Merkels Durchhalteappell
Die Kanzlerin erläutert im Fernsehen ihre Corona-Politik – und verteidigt sich.
BERLIN Schleppender Impfstart, geschlossene Schulen und Geschäfte, Angst vor Virusmutationen: Der Januar war für die Menschen in Deutschland eine Belastung, die Nerven liegen bei vielen blank. Die Politik gerät in die Defensive, muss den Lockdown und seine Folgen immer wieder rechtfertigen und um Verständnis bitten. Kanzlerin Angela Merkel (CDU) entschloss sich nach dem zähen Impfgipfel, ins Fernsehen zu gehen und erneut für ihren Weg zu werben. In der ARD-Sendung „Farbe bekennen“legt sie am Dienstagabend dar, was sie in dieser Krise bewegt und an welcher Stelle sich das Land gerade befindet.
So bekräftigt Merkel ihre Zusage, dass bis Ende des Sommers jede Person in Deutschland ein Impfangebot bekommen werde. Aber: „Wenn die Mutationen einen Impfstoff unwirksam machen würden, dann würde sich die Sache anders darstellen“, fügt sie hinzu. Bisher haben Hersteller wie Biontech jedoch betont, dass ihre Impfstoffe auch gegen die registrierten Mutanten wirken.
Sie habe Verständnis für den Frust über überlastete Hotlines, sagt Merkel, doch „auch mit mehr Geld“hätte man nicht schneller Impfstoff besorgen können. „Im Großen und
Ganzen“sei auch nichts schiefgelaufen bei der Bestellung durch die EU. So habe es in Großbritannien für Astrazeneca eine Notzulassung gegeben. In Europa sei der Impfstoff mit der Gründlichkeit der normalen Zulassung geprüft worden. Merkel betont, sie stelle sich nicht grundsätzlich gegen Impfstoffe aus China oder Russland – diese müssten aber eine normale Zulassung durchlaufen, Hersteller müssten ihre Studien öffentlich machen.
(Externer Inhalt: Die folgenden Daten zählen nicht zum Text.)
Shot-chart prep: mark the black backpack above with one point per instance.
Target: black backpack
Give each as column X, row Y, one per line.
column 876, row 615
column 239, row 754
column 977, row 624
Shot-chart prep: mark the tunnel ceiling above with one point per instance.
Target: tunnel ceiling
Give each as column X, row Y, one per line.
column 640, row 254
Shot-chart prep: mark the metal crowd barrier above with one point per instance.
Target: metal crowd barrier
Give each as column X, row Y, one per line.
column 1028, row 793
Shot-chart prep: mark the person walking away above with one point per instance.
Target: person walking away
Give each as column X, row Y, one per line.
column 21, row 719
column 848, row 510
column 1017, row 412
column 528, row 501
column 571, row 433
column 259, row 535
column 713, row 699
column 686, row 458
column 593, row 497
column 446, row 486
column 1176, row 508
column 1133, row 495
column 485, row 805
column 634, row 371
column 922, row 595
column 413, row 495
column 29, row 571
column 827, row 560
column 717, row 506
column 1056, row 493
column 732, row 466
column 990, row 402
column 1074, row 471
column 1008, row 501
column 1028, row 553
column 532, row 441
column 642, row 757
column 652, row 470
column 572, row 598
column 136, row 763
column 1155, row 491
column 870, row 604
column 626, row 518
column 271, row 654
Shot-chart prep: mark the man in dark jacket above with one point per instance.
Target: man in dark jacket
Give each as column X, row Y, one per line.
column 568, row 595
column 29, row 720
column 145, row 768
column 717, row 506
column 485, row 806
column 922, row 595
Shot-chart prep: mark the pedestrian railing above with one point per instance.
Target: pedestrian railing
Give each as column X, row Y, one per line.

Es wurme sie, dass andere Länder beim Impfen schneller seien, aber man werde dieses Defizit aufholen, versichert die Kanzlerin. Das Impfmanagement wiederum hätten die Bundesländer im Alleingang machen wollen, da gebe es unterschiedliche Konzepte, erwähnt sie dann noch. So ganz allein will der Bund die Schuld für den langsamen Impfstart nicht auf sich nehmen. Mehr Druck auf Hersteller werde das Problem nicht lösen, aber an fehlenden Ampullen werde man auch nicht scheitern, fügt sie mit Blick auf die Diskussion um Notfallpläne der Industrie hinzu.
Wie geht es nun weiter? Der Lockdown ist bis zum14. Februar vereinbart; am 10. Februar wird sich die Kanzlerin erneut virtuell mit den Ministerpräsidentinnen und Ministerpräsidenten treffen. Merkel macht den Bürgern wenig Hoffnung auf eine baldige Lockerung – trotz sinkender Infektionszahlen. Sie bitte alle Menschen, „noch eine Weile durchzuhalten“. Zwar gebe es jetzt bundesweit eine Sieben-Tage-Inzidenz unter 100. „Das ist eine gute Leistung, da waren wir lange nicht. Aber damit haben wir noch nicht wieder die Kontrolle über das Virus durch die Gesundheitsämter.“
Die Kanzlerin ruft die Menschen dazu auf, mit der Einstellung an das Problem heranzugehen, man könne das Virus besiegen, indem man ihm nicht die Möglichkeit gebe, Menschen zu infizieren. Das bedeute, Abstand zu halten und wirklich vorsichtig zu sein. „Wenn wir das noch eine Weile durchhalten, dann wird es besser werden.“Aber, und das ist ihr auch wichtig: Lockerungen werde es auch nicht erst geben, wenn alle Bürger geimpft seien.